The article also talks about user ID and anonymous IP (the latter it says is necessary for compliance). So it seems like Google Analytics tracking is only compliant if you configure it a certain way.
cookiebot.com/en/google-analytics-...
BTW I've come across Adobe Analytics but haven't used it. And i heard of Monomo before in a forum but it looks like it is self hosted so thats a barrier for setting up unless you have the time and know-how.
Elastic APM is also a good solution
This is a good article. But you might want to check out Page Insight Analytics. It is privacy friendly and GDPR compliant. I love the simplicity and UI design
I switched to plausible.io and am very happy with it. Simple to set up, cheap, and provides everything I need
I am no lawyer, but I am pretty sure that local storage, indexeddb, websql etc. are legally treated just like cookies, so you need to ask for consent on your page.

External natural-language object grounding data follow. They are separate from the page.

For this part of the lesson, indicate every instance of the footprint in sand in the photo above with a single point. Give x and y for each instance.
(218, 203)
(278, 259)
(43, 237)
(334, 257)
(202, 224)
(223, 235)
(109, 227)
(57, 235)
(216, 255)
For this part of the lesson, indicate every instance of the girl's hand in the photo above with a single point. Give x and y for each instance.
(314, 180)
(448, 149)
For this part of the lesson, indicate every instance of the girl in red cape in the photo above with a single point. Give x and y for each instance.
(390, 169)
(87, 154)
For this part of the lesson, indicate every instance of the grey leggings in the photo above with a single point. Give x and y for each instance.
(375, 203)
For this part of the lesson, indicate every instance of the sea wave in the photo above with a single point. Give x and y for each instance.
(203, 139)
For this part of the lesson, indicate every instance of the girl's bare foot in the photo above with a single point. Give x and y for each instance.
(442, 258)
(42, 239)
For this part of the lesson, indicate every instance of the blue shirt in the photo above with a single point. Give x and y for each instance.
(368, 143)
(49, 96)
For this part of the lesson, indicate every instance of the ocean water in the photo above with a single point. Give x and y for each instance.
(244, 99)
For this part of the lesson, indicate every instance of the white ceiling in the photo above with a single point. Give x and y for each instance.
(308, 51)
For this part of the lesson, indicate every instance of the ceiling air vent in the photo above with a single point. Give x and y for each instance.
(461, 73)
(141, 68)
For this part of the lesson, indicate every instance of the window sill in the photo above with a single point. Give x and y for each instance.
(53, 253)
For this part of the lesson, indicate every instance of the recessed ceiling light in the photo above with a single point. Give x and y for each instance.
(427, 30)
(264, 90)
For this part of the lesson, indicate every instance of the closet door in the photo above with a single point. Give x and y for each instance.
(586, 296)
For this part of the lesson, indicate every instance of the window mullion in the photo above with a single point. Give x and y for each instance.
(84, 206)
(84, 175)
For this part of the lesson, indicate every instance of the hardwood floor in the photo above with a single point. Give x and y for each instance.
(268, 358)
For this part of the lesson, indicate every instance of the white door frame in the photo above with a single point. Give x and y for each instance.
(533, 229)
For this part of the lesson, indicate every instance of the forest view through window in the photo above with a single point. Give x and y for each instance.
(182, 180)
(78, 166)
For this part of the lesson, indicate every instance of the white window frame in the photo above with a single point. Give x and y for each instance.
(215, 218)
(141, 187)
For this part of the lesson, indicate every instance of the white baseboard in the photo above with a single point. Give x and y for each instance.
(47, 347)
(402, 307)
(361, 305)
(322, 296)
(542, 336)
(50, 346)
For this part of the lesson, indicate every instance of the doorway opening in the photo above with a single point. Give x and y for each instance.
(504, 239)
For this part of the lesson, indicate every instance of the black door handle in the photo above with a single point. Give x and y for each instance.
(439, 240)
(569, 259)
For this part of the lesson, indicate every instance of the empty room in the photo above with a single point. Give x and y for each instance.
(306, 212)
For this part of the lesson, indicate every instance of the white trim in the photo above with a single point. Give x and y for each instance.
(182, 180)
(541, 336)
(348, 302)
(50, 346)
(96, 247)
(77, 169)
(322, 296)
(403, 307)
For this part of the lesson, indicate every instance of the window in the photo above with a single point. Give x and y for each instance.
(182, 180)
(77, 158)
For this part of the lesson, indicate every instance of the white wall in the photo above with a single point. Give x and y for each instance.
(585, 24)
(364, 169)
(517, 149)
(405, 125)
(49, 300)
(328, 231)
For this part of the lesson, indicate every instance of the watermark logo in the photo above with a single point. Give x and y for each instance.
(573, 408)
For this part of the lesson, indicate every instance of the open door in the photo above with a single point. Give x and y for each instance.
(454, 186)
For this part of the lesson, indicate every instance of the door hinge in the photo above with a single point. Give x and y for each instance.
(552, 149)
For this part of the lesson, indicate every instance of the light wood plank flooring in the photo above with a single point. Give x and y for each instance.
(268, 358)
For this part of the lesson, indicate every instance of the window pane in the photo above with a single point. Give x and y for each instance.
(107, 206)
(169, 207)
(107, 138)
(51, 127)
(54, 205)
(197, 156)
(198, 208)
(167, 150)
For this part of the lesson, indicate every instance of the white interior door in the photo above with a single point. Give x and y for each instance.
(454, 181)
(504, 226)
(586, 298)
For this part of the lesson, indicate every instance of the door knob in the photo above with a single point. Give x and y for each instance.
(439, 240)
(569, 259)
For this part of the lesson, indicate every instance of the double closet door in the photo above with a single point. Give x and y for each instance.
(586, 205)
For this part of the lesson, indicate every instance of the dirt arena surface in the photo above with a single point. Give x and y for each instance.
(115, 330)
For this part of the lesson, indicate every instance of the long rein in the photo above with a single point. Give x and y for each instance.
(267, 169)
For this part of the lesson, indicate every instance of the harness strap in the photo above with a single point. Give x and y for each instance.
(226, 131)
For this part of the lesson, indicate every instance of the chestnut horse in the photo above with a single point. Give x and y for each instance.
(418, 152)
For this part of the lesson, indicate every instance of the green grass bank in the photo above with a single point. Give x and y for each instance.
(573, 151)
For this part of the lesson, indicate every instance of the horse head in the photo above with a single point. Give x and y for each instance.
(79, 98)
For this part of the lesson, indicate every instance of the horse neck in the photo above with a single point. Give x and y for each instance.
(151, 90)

right, me neighter. and this article is likely not the end of the story.
guess with the records that i create, it is possible to show single journeys. if in future i add a feature that require authentication, in theory the user could be connected with a journey.
we can think of technical solutions to make it impossible, but you are right, the legal side more difficult. maybe an info banner is needed anyway.
My hosting has matotomo as a one click install, I can onstall it on every domain I have individually, so that is the way for me.